Akkuratov Evgeny E, Walters Lorraine, Saha-Mandal Arnab, Khandekar Sushant, Crawford Erin, Zirbel Craig L, Leisner Scott, Prakash Ashwin, Fedorova Larisa, Fedorov Alexei
Faculty of Biology and Soil Science, St. Petersburg State University, St. Petersburg 199034, Russia; Program in Bioinformatics and Proteomics/Genomics, University of Toledo, Health Science Campus, Toledo, OH 43614, USA.
Program in Bioinformatics and Proteomics/Genomics, University of Toledo, Health Science Campus, Toledo, OH 43614, USA; Department of Bioengineering, University of Toledo, Main Campus, Toledo, OH 43606, USA.
Gene. 2014 Sep 10;548(1):81-90. doi: 10.1016/j.gene.2014.07.012. Epub 2014 Jul 8.
Orthologous introns have identical positions relative to the coding sequence in orthologous genes of different species. By analyzing the complete genomes of five plants we generated a database of 40,512 orthologous intron groups of dicotyledonous plants, 28,519 orthologous intron groups of angiosperms, and 15,726 of land plants (moss and angiosperms). Multiple sequence alignments of each orthologous intron group were obtained using the Mafft algorithm.

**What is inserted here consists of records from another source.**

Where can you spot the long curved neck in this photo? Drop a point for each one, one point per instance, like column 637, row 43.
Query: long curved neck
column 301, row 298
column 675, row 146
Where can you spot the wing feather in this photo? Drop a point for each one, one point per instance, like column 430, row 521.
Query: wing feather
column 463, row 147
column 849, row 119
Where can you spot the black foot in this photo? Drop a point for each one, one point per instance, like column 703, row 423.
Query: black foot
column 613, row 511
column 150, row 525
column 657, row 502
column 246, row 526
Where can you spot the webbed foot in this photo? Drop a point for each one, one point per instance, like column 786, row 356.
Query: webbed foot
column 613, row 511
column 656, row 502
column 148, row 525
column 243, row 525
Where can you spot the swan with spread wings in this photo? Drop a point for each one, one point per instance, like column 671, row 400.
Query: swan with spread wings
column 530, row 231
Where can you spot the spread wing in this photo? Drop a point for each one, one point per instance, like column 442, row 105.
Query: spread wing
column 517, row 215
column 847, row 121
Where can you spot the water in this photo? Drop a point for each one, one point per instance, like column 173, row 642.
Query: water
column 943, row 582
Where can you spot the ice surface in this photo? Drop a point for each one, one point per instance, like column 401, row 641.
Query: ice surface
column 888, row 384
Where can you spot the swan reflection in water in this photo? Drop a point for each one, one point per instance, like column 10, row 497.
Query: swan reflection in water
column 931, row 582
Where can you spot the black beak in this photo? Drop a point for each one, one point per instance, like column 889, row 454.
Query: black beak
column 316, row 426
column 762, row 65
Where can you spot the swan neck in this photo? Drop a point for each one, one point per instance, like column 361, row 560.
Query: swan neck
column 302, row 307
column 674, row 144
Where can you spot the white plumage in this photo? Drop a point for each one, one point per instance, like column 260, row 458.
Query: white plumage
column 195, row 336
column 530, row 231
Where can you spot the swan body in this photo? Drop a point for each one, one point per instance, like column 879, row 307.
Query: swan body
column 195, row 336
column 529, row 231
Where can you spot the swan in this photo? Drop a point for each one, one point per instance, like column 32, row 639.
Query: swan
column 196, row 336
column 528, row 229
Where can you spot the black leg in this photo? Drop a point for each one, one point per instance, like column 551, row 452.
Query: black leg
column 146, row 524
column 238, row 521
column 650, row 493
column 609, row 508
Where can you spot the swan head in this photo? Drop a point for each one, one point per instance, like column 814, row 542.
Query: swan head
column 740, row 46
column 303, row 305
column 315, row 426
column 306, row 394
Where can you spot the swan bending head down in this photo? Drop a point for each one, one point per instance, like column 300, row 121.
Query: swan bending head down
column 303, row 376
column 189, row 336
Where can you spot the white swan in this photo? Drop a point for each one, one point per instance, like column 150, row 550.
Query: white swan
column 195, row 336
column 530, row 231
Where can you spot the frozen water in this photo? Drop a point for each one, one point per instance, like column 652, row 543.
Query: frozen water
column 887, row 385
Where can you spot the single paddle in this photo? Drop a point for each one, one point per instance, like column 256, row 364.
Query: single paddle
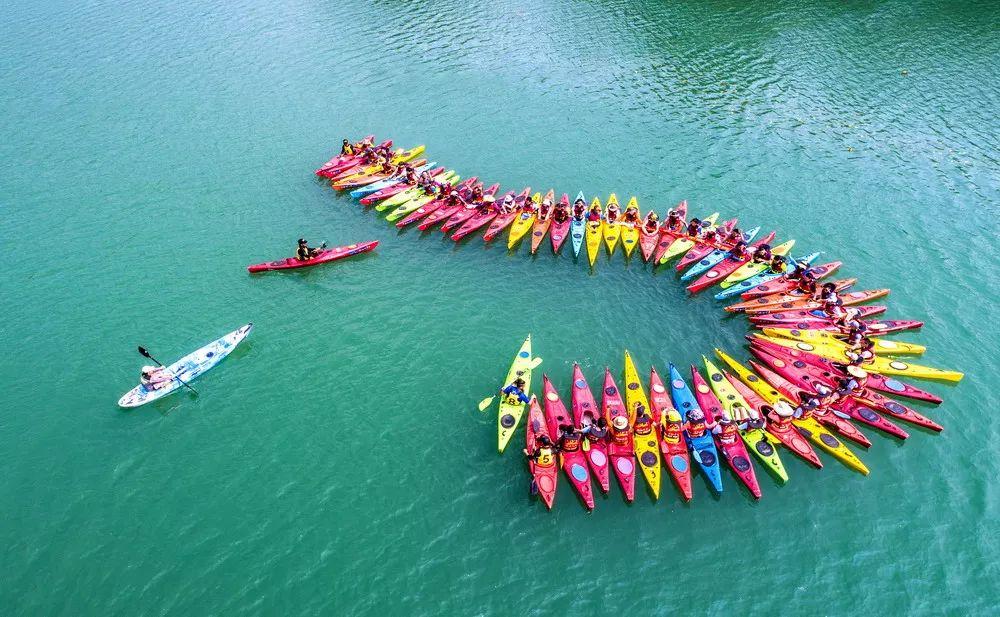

The number of conserved regions in plant introns appeared to be hundreds of times fewer than that in mammals or vertebrates. Approximately three quarters of conserved intronic regions among angiosperms and dicots, in particular, correspond to alternatively-spliced exonic sequences. We registered only a handful of conserved intronic ncRNAs of flowering plants. However, the most evolutionarily conserved intronic region, which is ubiquitous for all plants examined in this study, including moss, possessed multiple structural features of tRNAs, which caused us to classify it as a putative tRNA-like ncRNA. Intronic sequences encoding tRNA-like structures are not unique to plants. Bioinformatics examination of the presence of tRNA inside introns revealed an unusually long-term association of four glycine tRNAs inside the Vac14 gene of fish, amniotes, and mammals.
直系同源内含子在不同物种的直系同源基因中相对于编码序列具有相同的位置。通过分析五种植物的完整基因组,我们生成了一个数据库,其中包含40512个双子叶植物直系同源内含子组、28519个被子植物直系同源内含子组以及15726个陆地植物(苔藓和被子植物)直系同源内含子组。使用Mafft算法获得了每个直系同源内含子组的多序列比对。植物内含子中的保守区域数量似乎比哺乳动物或脊椎动物中的少数百倍。特别是,被子植物和双子叶植物中约四分之三的保守内含子区域对应于可变剪接的外显子序列。我们仅记录了少数开花植物保守内含子非编码RNA。然而,在本研究中所检测的所有植物(包括苔藓)中普遍存在的最具进化保守性的内含子区域,具有tRNA的多种结构特征,这使我们将其归类为假定的tRNA样非编码RNA。编码tRNA样结构的内含子序列并非植物所特有。对内含子中tRNA存在情况的生物信息学检查揭示了鱼类、羊膜动物和哺乳动物的Vac14基因内四个甘氨酸tRNA存在异常长期的关联。